# Fried Cabbage TNT



## kadesma (May 11, 2010)

If you enjoy cabbage, this will be a welcome side with ribs,sausage or even hot dogs.
Wash,core and coarsely chop 1 med. head of cabbage. Melt 1/4 cup of butter in a large skillet over high heat. Add cabbage and saute stirring constantly, for about 2 min or til cabbage is tender crisp. Don't let it wilt or cook through. Season with salt and a generous amount of pepper. Stir in 3 tab. of sour cream and serve immediately. 
enjoy,
kadesma


----------



## CharlieD (May 11, 2010)

"3 tabs of sour cream"? did you mean 3 tqabs or 3 tab. spoons? That much sour cream sounds like something I would like.


----------



## kadesma (May 11, 2010)

CharlieD said:


> "3 tabs of sour cream"? did you mean 3 tqabs or 3 tab. spoons? That much sour cream sounds like something I would like.


Hi Charlie I uae 3 tablespoons of sour cream. I would taste it and add more or less to suit your taste.
kadesma


----------



## Kayelle (May 11, 2010)

I love fried cabbage, but havn't done it in a long time.  The sourcream sounds good kadesma, although I have some Greek Yogurt in the fridge I think I'll use tonite and serve it with our loin lamb chops.  Yumm.


----------



## kadesma (May 11, 2010)

Kayelle said:


> I love fried cabbage, but havn't done it in a long time.  The sourcream sounds good kadesma, although I have some Greek Yogurt in the fridge I think I'll use tonite and serve it with our loin lamb chops.  Yumm.


Let me know how it turns out with the yogurt.It sounds great this way.
kades


----------



## Constance (May 11, 2010)

I never thought of using sour cream with it...Yum! 

To save calories, I braise my cabbage in a little low-fat chicken broth, just as if I were using butter.

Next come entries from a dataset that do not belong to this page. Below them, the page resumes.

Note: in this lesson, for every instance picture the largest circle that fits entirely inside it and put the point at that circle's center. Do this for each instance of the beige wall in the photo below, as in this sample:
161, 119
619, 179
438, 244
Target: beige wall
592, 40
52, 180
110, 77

I don't miss the butter, but if you do, add a little butter-flavored popcorn salt or some of that no-calorie butter-flavored spritz. You'll find it in the dairy case in a yellow pump bottle.


----------



## licia (May 11, 2010)

I'll try some of these ideas. I don't make it often, but when I do cook cabbage I use just the water that sticks to the leaves and simmer with only salt and pepper. I only cook it for a short time - it is still green and crisp. Dh really likes it better than I do, but it is good for a change.


----------



## thymetobake (May 11, 2010)

I never thought of sour cream either!  I know I'll like it because I luuuuv sour cream on cabbage rolls.  And I make fried cabbage often, so this will be a nice twist.  We use the greek yogurt as a sour cream replacement on all kinds of things.  It tastes the same.


----------



## kadesma (May 11, 2010)

Constance said:


> I never thought of using sour cream with it...Yum!
> 
> To save calories, I braise my cabbage in a little low-fat chicken broth, just as if I were using butter. I don't miss the butter, but if you do, add a little butter-flavored popcorn salt or some of that no-calorie butter-flavored spritz. You'll find it in the dairy case in a yellow pump bottle.


Connie,
I have the spritz and usually pull some out for myself and use the spritz on mine.
I try to be as careful as possible, Sundays I use the real thing 
kades


----------



## letscook (May 12, 2010)

Love fried cabbage. I also add a sliced or diced onion and a garlic clove chopped up
butter and lil salt and alot of pepper  --- sometimes a pinch of red pepper flakes if i fill like it spicy at


----------



## sparrowgrass (May 12, 2010)

Instead of butter, dice an ounce (or two) of bacon, fry til crisp, and put your cabbage in.  I also slice an onion into the mix.


----------



## kadesma (May 12, 2010)

sparrowgrass said:


> Instead of butter, dice an ounce (or two) of bacon, fry til crisp, and put your cabbage in.  I also slice an onion into the mix.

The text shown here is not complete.